What is the cause of blockage in an enteral feeding tube?

A tube can get blocked because of:

  • Medication that wasn't ground finely
  • Inadequate flushing before and after feeds and administering medication
  • Closed tube clamp
What are the signs that indicate a problem in the Stoma Site?
In order to avoid any complications, one must check for these issues with the stoma site everyday:
  • Redness around the stoma site: If you see redness which persists or painful, inform your healthcare provider.
  • Oozing from the stoma site: If you notice oozing from your gastrostomy or jejunostomy site after it's been dry, do not apply an antibiotic to the site unless advised to do so. Continue cleaning and drying the site thoroughly. Inform your doctor.
  • Overgrowth of skin around stoma: The skin may overgrow around the stoma site and require treatment. This is known as granulation tissue and is a result of the body trying to repair the surgical incision. If this occurs, contact your doctor.
  • Leakage of stomach contents from around the gastrostomy storna site: Leakage of gastric contents around the stoma site can cause burning and pain to the surrounding skin. Please contact your healthcare provider if so occurs.
Is a change in color of enteral feeding tube normal?

If you take good care of your tube, the color should not change. However, if the tube has been in place for a long period of time some discoloration may occur due to the feed and medications.

What is over-granulation? What can be done about it?

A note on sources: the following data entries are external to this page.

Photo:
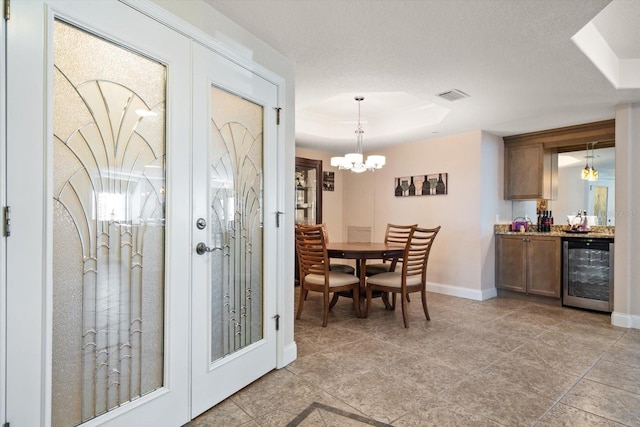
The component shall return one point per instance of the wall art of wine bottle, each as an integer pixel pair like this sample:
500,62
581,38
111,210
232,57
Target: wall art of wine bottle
421,185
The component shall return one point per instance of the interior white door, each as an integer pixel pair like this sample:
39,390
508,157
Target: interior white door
99,253
234,205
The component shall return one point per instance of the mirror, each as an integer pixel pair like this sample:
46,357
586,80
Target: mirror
574,193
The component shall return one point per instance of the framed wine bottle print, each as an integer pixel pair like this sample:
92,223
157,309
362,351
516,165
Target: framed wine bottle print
422,185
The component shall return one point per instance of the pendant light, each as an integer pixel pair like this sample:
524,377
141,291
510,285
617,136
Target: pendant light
354,161
590,173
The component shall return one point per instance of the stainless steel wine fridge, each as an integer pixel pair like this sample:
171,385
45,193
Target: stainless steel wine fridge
587,274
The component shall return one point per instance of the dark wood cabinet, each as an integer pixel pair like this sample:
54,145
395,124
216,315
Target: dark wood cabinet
529,264
308,191
308,208
531,172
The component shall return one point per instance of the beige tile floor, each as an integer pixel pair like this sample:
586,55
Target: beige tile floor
500,362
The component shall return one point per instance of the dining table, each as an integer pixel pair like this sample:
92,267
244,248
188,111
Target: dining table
361,252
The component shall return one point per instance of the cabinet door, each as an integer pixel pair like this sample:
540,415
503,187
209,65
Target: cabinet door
544,263
510,263
308,191
523,171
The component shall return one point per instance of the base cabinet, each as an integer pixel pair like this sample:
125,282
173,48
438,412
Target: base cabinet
529,264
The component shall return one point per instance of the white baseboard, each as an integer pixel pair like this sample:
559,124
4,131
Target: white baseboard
456,291
289,354
625,320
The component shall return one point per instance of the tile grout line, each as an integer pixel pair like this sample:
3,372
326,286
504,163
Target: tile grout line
580,378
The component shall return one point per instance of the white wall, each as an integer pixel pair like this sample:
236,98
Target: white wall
627,244
462,259
492,207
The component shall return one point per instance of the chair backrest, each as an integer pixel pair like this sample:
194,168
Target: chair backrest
325,230
398,234
312,250
416,253
358,234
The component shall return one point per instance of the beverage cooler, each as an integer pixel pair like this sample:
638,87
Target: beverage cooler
587,273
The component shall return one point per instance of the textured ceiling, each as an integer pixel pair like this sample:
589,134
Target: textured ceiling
514,58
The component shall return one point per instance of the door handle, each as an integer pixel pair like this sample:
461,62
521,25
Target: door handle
202,248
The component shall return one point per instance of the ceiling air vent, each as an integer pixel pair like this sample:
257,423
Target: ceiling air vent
453,95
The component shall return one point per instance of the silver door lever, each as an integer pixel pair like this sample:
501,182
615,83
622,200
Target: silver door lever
202,248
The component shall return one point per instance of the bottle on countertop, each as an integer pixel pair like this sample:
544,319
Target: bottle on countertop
426,186
440,185
399,189
584,224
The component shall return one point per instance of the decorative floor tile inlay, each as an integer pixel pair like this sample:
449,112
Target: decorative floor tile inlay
315,406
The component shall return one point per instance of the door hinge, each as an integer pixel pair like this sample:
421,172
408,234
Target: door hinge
7,221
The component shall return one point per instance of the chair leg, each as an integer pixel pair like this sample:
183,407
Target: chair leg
424,304
385,300
303,295
368,303
334,300
356,301
403,299
325,317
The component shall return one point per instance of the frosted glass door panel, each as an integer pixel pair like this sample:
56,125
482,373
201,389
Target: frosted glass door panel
236,216
108,226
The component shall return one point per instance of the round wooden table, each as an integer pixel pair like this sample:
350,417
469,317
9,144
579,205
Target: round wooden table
363,252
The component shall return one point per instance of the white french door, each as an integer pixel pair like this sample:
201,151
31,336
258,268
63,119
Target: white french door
98,259
234,198
129,146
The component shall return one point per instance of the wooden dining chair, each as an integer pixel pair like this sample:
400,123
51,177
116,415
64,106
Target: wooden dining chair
333,266
315,275
413,275
395,234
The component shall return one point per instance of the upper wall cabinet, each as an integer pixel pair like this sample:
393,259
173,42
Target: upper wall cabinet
531,172
531,159
308,191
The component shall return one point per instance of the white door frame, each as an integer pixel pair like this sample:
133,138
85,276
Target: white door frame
286,349
29,332
3,239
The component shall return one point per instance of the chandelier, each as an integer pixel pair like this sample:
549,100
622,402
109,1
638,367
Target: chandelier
354,161
589,173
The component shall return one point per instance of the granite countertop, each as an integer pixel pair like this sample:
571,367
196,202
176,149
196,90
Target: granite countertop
597,231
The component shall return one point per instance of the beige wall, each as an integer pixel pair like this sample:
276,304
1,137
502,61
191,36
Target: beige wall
462,260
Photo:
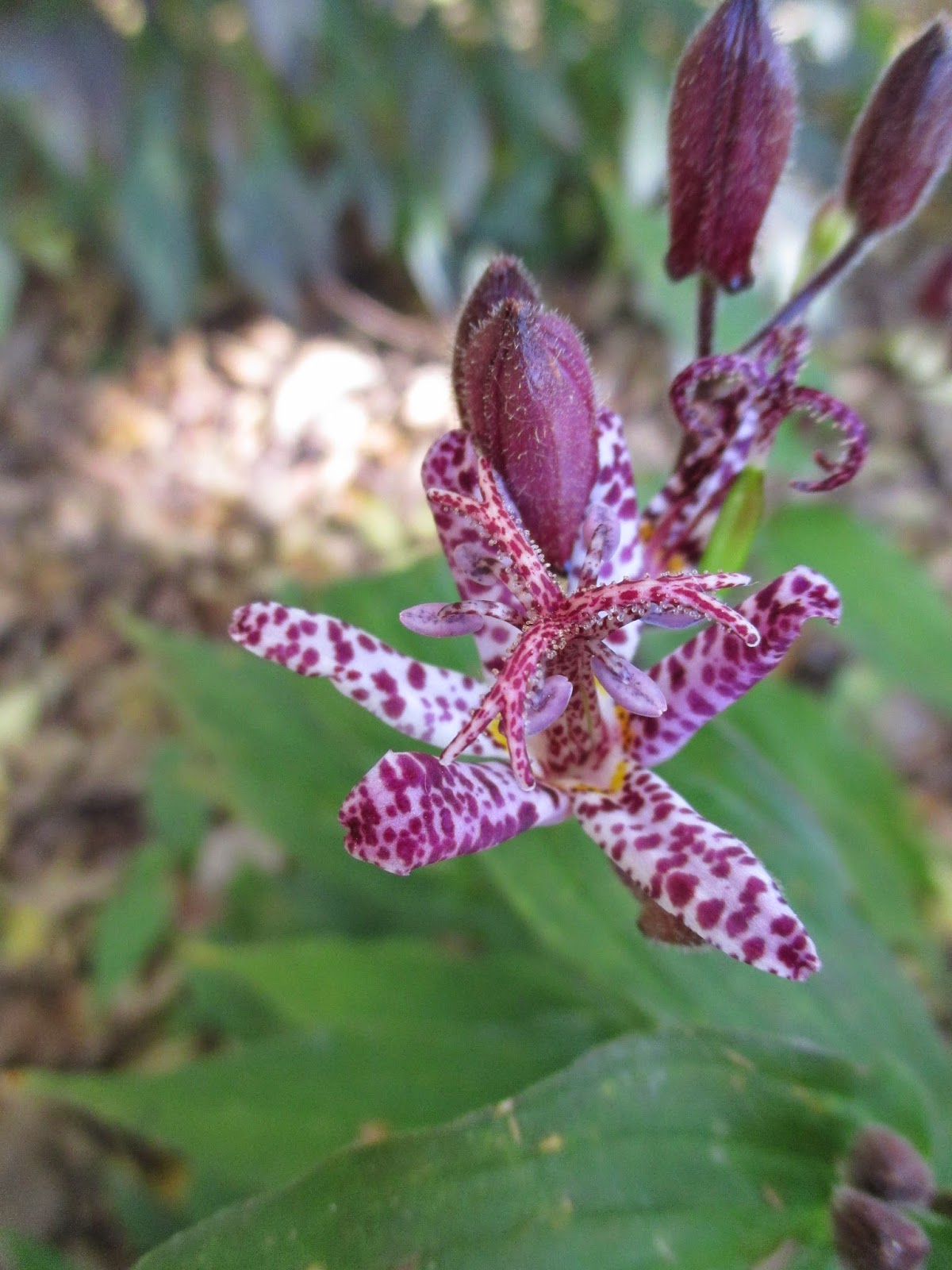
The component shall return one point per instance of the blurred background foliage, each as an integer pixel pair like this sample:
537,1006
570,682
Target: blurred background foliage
273,143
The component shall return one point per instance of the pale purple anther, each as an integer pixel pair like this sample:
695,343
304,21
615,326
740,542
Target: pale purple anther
632,689
547,704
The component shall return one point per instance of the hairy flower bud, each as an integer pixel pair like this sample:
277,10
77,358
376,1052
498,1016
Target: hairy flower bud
873,1236
886,1165
729,135
503,279
528,398
903,140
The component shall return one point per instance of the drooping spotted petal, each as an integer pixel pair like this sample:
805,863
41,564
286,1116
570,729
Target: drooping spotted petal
425,702
697,873
547,705
712,670
413,810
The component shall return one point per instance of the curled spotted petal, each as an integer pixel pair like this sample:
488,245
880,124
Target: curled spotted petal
413,810
425,702
714,670
696,872
819,406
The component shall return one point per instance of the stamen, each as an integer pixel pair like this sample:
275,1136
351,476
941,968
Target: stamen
634,690
670,620
440,620
549,704
602,535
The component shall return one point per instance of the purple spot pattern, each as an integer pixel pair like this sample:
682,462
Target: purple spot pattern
425,702
412,810
698,873
592,761
712,671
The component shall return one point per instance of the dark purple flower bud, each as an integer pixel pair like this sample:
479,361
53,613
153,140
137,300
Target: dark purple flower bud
903,140
503,279
873,1236
729,135
530,402
886,1165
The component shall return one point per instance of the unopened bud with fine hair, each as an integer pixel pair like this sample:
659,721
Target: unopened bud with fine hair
886,1165
903,140
869,1235
528,398
729,137
503,279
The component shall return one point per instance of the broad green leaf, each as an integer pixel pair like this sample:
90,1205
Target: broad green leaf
260,1114
380,982
861,1003
696,1151
21,1253
892,611
132,921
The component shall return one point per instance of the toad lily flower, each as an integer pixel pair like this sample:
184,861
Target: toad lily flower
564,724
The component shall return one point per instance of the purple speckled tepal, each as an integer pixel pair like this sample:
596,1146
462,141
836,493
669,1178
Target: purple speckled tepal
560,656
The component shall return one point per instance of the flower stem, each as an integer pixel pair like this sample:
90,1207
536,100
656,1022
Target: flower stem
706,315
823,279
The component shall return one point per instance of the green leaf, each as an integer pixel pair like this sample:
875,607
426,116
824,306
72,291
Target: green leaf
155,226
258,1115
132,921
177,806
25,1254
382,982
892,614
861,1003
673,1149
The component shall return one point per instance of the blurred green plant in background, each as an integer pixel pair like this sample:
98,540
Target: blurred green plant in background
277,143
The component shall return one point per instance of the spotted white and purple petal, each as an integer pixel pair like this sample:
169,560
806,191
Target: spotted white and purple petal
613,491
697,873
425,702
714,670
473,556
413,810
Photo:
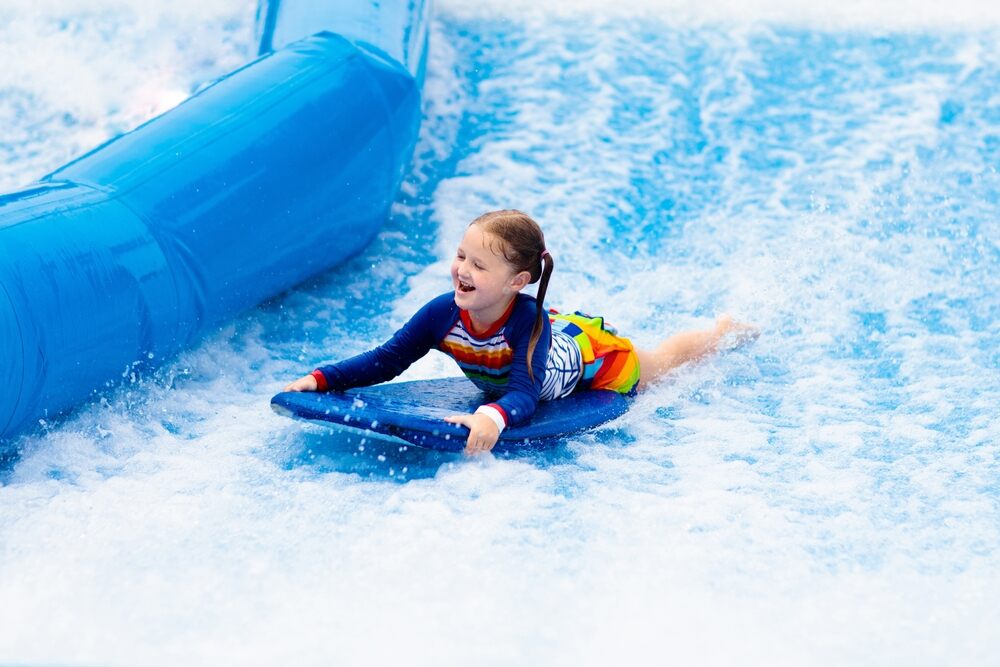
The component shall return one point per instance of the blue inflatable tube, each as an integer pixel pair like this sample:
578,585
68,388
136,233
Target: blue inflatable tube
274,173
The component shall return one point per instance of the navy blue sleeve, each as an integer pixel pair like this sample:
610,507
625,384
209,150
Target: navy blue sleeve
423,331
521,399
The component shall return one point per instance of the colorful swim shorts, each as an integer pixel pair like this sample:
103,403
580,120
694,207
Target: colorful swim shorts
609,360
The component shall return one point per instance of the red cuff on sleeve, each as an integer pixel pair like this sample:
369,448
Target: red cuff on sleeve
320,380
503,413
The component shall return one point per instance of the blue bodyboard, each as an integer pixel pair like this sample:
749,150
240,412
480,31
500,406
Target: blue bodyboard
415,411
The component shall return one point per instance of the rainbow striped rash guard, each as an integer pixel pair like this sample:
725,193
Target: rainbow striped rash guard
495,359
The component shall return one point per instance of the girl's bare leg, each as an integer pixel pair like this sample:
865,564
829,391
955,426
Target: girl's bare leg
689,346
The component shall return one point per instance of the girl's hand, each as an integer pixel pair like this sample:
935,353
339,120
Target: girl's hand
305,383
483,433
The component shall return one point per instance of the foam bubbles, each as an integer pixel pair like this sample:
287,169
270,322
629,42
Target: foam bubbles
826,495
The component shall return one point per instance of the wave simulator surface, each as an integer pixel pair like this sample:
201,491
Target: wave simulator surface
273,174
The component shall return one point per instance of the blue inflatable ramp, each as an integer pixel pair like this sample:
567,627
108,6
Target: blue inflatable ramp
415,412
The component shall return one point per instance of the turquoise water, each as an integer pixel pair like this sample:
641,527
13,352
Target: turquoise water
829,495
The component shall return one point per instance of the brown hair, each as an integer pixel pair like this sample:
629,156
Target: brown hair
522,244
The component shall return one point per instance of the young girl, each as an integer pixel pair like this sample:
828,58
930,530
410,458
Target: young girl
506,343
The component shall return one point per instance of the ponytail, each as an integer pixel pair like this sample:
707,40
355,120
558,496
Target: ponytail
523,245
547,265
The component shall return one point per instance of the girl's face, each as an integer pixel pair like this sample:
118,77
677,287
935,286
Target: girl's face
482,277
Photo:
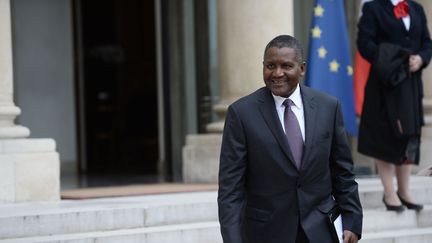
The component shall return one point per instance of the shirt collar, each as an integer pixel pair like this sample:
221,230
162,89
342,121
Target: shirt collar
295,97
395,2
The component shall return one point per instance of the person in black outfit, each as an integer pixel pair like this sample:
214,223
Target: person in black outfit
393,36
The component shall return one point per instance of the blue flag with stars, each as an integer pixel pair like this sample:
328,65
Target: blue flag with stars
329,66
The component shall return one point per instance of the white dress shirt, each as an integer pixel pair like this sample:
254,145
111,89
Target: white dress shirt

Over-granulation means the overgrowth of skin around the stoma site where the feeding tube is inserted. This might happen since your body is trying to repair the surgical incision. Over-granulation is common and treatable. If you notice it developing around the stoma site please inform your healthcare provider.

What to do in case the tube is disconnected or falls out?

It is possible sometimes that your feeding tube might become loose or dislodged with coughing, sudden movements or accidental or excessive pulling of the tube. If so happens stop feeding straight away. If you have an NG tube and you've been shown how to replace it, please do so. Otherwise, you'll have to go to hospital and have your NG or NJ tube replaced by a healthcare professional beforehand to avoid waiting in Accident & Emergency.

If you have a gastrostomy (PEG or RIG button) or jejunostomy and it is accidentally removed, please put a dressing over the site and go as quickly as possible to the hospital Accident & Emergency Department or get in touch with your emergency contact, as the stoma will begin to close up.